I had a friend in college who was fairly committed to the proposition that my theology was wrong. He often came into my room and brought literature. Lost of literature. Rushdoony, Gentry, Demar, Sproul, etc. He was persistently frustrating. One day he brought me a book called “Putting Amazing Back Into Grace” by Michael Horton. At the time I had grown increasingly skeptical of my Reformed friends. So the book sat unread and untouched for several months.
As I prepared to go to Pennsylvania for my Christmas break I decided to take the book with me. I don’t remember if I had the intention to pick it up or if it was simply an attempt to prove I could resist the grace of the book.
As the snow poured down slowly, but surely as the grace of God, I was left with many, many hours to read. And read I did. After exhausting the few books I had brought with me I was left with Horton’s book staring at me from the corner of my room.

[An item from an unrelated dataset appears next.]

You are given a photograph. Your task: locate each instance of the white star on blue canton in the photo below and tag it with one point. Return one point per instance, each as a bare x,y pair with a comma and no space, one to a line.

I picked it up and began to read it. “Election,” he wrote, “does not exclude anybody from the kingdom of God who wants in. Rather, it includes in God’s kingdom those whose direction is away from the kingdom of God and those who would otherwise remain forever in the kingdom of sin and death.” I read and kept reading and before I could realize what I had read, several hours had gone by and the book was completed. I don’t know what had happened, but my former antagonism had disappeared in light of the multitude of texts and the sheer logic of the grace of God for sinners. The Reformation had reached my heart, soul and mind.